From November 30 to December 1, the UC Follies will be at Hart House for a two-night performance of B-Side: A Rock Cabaret. The show is a grand musical experience that will take you back in time with classic rock records you love and lesser-known songs for you to discover and fall in love with.
The Varsity wrote to Jocelyn Kraynyk, the show’s creator, about her inspiration for the show, nostalgia for rock music, and listening to records in the world of online streaming.
TV: So many people listen to music digitally, on Spotify and Apple Music — why did you decide to create a show about records instead?
JK: The simple answer as to why I created a show inspired by records is that I find digital means of listening to music passive. Don’t get me wrong, I am in love with my iPod and I might actually die without my Apple Music, but I think it’s important to acknowledge how easy it is to become complacent about listening. Many a time, I have found myself in a playlist loop where I don’t realize I’m listening to music that I don’t really like or care about. With records, the act of listening becomes so active. You carefully choose what record you want to listen to. You engage with the music in the ceremony of putting the record on and the needle down. If your mind is focused on other things, the record waits for you to reengage at the halfway mark. I think that level of immersion lends itself well to a theatrical endeavour.
TV: Where did you get your inspiration for B-Side?
JK: I was so thrilled when the Follies asked me to create a show and I celebrated by going to my favourite record shop and picking up a heap of new music. When I got home, I put on my new Pat Benatar and rocked around my living room basking in the amazing vocals and bopping tracks. Two things happened while I listened to that record: 1. I found a couple songs that I had never heard before but fell totally and completely in love with, and 2. I heard songs that I forgot that I loved and it felt like coming home. That is how I found the concept for this show — thanks Pat. For me, B-Side is all about celebrating the songs of amazing artists that don’t get the same amount of play as other classic rock, as well as celebrating better known songs that were put on the B-Side of their record. Some of the songs in this show are ones few people will know — but everyone will love — some are songs everyone will know and can sing along to, and some are songs that people will hear, be flooded with memory, and fall in love [with] all over again.

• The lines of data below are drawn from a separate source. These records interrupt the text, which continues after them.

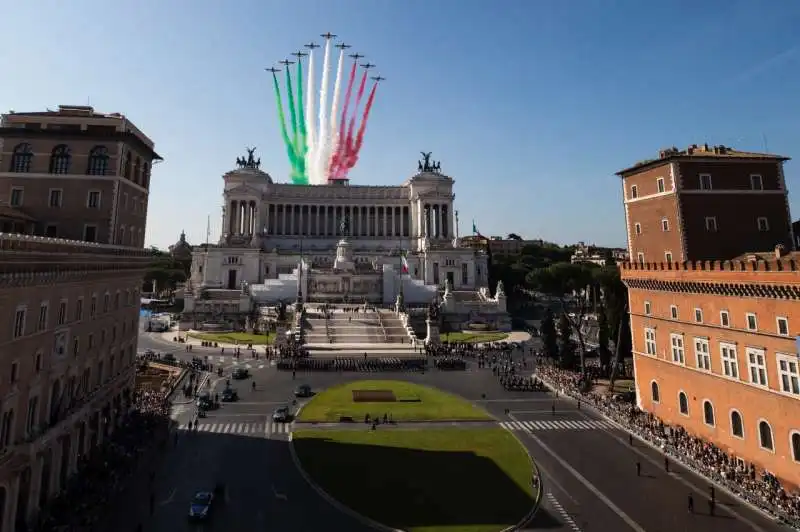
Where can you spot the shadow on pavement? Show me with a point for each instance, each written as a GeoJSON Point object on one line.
{"type": "Point", "coordinates": [406, 488]}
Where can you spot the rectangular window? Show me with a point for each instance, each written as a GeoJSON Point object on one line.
{"type": "Point", "coordinates": [19, 322]}
{"type": "Point", "coordinates": [93, 199]}
{"type": "Point", "coordinates": [90, 233]}
{"type": "Point", "coordinates": [702, 354]}
{"type": "Point", "coordinates": [783, 326]}
{"type": "Point", "coordinates": [55, 197]}
{"type": "Point", "coordinates": [650, 341]}
{"type": "Point", "coordinates": [62, 312]}
{"type": "Point", "coordinates": [16, 198]}
{"type": "Point", "coordinates": [757, 366]}
{"type": "Point", "coordinates": [730, 362]}
{"type": "Point", "coordinates": [41, 323]}
{"type": "Point", "coordinates": [789, 373]}
{"type": "Point", "coordinates": [678, 352]}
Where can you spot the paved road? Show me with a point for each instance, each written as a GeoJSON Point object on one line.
{"type": "Point", "coordinates": [588, 465]}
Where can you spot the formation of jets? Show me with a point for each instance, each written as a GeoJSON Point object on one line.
{"type": "Point", "coordinates": [342, 46]}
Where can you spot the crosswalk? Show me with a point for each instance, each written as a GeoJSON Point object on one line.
{"type": "Point", "coordinates": [252, 430]}
{"type": "Point", "coordinates": [568, 424]}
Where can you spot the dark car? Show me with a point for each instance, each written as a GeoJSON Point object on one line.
{"type": "Point", "coordinates": [281, 415]}
{"type": "Point", "coordinates": [200, 507]}
{"type": "Point", "coordinates": [304, 390]}
{"type": "Point", "coordinates": [229, 395]}
{"type": "Point", "coordinates": [240, 373]}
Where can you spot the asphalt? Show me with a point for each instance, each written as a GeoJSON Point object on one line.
{"type": "Point", "coordinates": [588, 466]}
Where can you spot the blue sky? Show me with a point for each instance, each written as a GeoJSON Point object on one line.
{"type": "Point", "coordinates": [530, 105]}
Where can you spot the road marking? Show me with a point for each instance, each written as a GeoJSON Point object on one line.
{"type": "Point", "coordinates": [583, 480]}
{"type": "Point", "coordinates": [564, 515]}
{"type": "Point", "coordinates": [680, 479]}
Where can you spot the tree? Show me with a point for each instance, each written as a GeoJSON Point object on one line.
{"type": "Point", "coordinates": [602, 339]}
{"type": "Point", "coordinates": [566, 347]}
{"type": "Point", "coordinates": [561, 280]}
{"type": "Point", "coordinates": [549, 337]}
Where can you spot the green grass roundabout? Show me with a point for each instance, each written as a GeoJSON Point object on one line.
{"type": "Point", "coordinates": [462, 478]}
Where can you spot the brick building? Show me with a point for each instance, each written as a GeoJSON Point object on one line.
{"type": "Point", "coordinates": [705, 203]}
{"type": "Point", "coordinates": [74, 173]}
{"type": "Point", "coordinates": [67, 359]}
{"type": "Point", "coordinates": [714, 327]}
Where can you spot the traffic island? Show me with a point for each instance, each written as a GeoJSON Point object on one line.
{"type": "Point", "coordinates": [417, 480]}
{"type": "Point", "coordinates": [414, 474]}
{"type": "Point", "coordinates": [399, 401]}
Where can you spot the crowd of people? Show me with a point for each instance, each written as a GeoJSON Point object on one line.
{"type": "Point", "coordinates": [104, 474]}
{"type": "Point", "coordinates": [758, 487]}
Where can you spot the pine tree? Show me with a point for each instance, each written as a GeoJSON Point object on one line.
{"type": "Point", "coordinates": [549, 336]}
{"type": "Point", "coordinates": [566, 347]}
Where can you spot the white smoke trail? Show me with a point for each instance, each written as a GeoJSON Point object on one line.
{"type": "Point", "coordinates": [334, 132]}
{"type": "Point", "coordinates": [323, 143]}
{"type": "Point", "coordinates": [311, 128]}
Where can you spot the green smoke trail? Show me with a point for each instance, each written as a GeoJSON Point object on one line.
{"type": "Point", "coordinates": [282, 118]}
{"type": "Point", "coordinates": [302, 148]}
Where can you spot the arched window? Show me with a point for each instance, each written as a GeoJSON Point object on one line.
{"type": "Point", "coordinates": [59, 159]}
{"type": "Point", "coordinates": [683, 404]}
{"type": "Point", "coordinates": [98, 161]}
{"type": "Point", "coordinates": [145, 175]}
{"type": "Point", "coordinates": [708, 413]}
{"type": "Point", "coordinates": [765, 436]}
{"type": "Point", "coordinates": [137, 168]}
{"type": "Point", "coordinates": [21, 158]}
{"type": "Point", "coordinates": [737, 426]}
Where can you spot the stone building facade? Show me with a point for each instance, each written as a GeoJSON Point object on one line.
{"type": "Point", "coordinates": [70, 314]}
{"type": "Point", "coordinates": [75, 173]}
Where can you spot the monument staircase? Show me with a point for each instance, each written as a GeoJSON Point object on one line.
{"type": "Point", "coordinates": [379, 333]}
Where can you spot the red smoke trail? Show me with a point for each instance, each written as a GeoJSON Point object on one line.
{"type": "Point", "coordinates": [339, 148]}
{"type": "Point", "coordinates": [349, 147]}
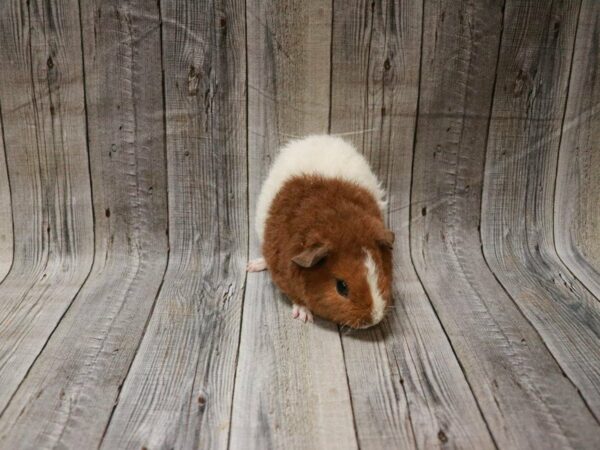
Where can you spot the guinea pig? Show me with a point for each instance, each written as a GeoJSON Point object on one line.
{"type": "Point", "coordinates": [320, 224]}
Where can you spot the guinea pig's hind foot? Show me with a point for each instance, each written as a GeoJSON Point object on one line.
{"type": "Point", "coordinates": [302, 313]}
{"type": "Point", "coordinates": [256, 265]}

TV: How did you choose what songs to include in the show and why did you choose rock music?
JK: Listening to hundreds of classic rock songs to find the perfect setlist was torture — just kidding, I was in my glory. I love that shit. I ended up deciding to centre this show around songs that explore young love and relationships – the good, the bad, the ugly, the horny. It connects every song and performance and reined me in — if I didn’t have that connecter, the show would be hours long instead of the sleek 55 minutes it is now. B-Side has an unclockable flow and energy. It’s dynamic. It’s energetic. It’s magnetic and it demands to be seen!
As an artist and a consumer, I love the feeling of nostalgia. For me, it serves as escapism and when I perform or listen to music from or reminiscent of the ’60s, ’70s, and ’80s. The flow and intensity of it allows me to let go and live in its palpable energy. That feeling is what I want for my audiences and that is why I gravitate towards rock.
TV: What is a song or performance in the show that stands out to you?
JK: As far as what song or performance stands out, I’m going to give a pageant answer: every single song and performance stands out. When creating this show, we wanted to make sure that every performer got their moment to shine, and shine they do! We have been incredibly fortunate work with this incomparable group of people. Every single one of them owns the stage and I challenge anyone watching not to be warmed to the core by the joy and energy that radiates off of them when they sing. They are a beautiful unit. Hart House is an intimidating space. It is huge and can be daunting for performers — I say this from experience: that stage is scary — but we don’t fear the stage, we dominate that stage. The passion and excitement from our cast fills the theatre from the dressing rooms to the very last row.